Circular punch indentation into continuously inhomogeneous thermoelastic half-space under given constant temperature at its flat bottom

An axially symmetric quasistatic thermoelasticity problem on the indentation of a flat-ended cylindrical punch with a constant temperature at its base into the functionally-graded half-space which elasticity modulus, Poisson ratio, heat conductivity and expansion coefficients are independently continuously varying in the boundary layer, is considered. Out of the contact area, the surface is perfectly thermally-insulated and stress-free. The earlier solution, obtained through the combined numerical and analytical approach (using Hankel integral transform and the modulating function method) to the unmixed problem on the arbitrary thermomechanical effect upon the inhomogeneous in depth thermoelastic half-space, is applied to solve the problem. The original problem is reduced to the system of dual integral equations. The properties of the dual integral equations kernel transforms allow applying a well-grounded bilateral asymptotic technique which is being actively developed at present.

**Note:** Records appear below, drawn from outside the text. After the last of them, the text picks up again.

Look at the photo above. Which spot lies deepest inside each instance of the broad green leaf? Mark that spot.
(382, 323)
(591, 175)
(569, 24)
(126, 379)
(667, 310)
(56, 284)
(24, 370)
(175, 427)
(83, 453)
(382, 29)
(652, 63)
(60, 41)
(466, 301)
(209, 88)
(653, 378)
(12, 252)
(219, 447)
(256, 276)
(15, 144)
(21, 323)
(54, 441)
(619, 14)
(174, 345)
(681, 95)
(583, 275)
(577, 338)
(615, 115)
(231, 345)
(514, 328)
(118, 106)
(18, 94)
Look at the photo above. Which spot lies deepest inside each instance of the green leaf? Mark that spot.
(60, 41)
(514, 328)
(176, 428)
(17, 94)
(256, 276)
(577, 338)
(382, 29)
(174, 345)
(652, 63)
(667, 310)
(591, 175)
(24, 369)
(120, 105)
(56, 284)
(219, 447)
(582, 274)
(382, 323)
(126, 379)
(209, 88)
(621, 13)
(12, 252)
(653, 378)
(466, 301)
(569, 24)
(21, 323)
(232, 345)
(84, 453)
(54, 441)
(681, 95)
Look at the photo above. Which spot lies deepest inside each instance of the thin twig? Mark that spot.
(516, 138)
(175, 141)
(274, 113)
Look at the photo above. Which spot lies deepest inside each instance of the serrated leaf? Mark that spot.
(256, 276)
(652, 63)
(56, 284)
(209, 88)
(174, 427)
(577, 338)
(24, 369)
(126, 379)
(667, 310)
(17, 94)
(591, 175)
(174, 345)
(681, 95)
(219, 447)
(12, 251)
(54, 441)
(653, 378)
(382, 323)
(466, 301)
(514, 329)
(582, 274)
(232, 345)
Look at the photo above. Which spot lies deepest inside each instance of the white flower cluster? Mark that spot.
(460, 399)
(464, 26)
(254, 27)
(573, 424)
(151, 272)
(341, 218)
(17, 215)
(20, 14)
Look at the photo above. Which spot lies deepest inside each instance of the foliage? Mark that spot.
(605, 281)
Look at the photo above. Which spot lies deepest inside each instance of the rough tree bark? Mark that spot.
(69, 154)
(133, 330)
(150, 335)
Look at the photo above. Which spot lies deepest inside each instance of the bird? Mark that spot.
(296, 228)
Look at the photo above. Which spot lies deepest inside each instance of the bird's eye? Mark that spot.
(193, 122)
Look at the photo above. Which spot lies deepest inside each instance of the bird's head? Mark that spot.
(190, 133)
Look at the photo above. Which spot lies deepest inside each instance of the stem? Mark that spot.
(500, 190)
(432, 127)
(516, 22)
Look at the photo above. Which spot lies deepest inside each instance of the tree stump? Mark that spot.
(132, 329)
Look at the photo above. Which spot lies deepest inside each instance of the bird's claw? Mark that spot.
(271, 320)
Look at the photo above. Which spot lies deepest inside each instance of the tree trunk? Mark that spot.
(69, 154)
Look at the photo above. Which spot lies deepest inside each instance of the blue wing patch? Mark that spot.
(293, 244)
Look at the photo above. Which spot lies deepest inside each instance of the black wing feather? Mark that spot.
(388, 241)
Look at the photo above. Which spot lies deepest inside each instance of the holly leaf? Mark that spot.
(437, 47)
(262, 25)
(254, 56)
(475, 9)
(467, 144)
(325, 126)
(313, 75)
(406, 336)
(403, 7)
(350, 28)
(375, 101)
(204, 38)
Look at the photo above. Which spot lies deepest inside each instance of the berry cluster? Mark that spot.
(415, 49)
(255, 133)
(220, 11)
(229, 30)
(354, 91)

The approximate expressions for determining the thermal flux, the half-space surface displacement, and the contact stresses under the heated stamp base, are obtained with the aid of this method. The numerical values of contact stresses for various cases of the thermomechanical properties variation in the boundary layer of the half-space are provided. The cases either when values of the thermomechanical coating properties are the same as those of the substrate, or when the property value differs twice (upward or downward) on the surface, and linearly decreases (or goes up) in depth to the value in the substrate, are considered.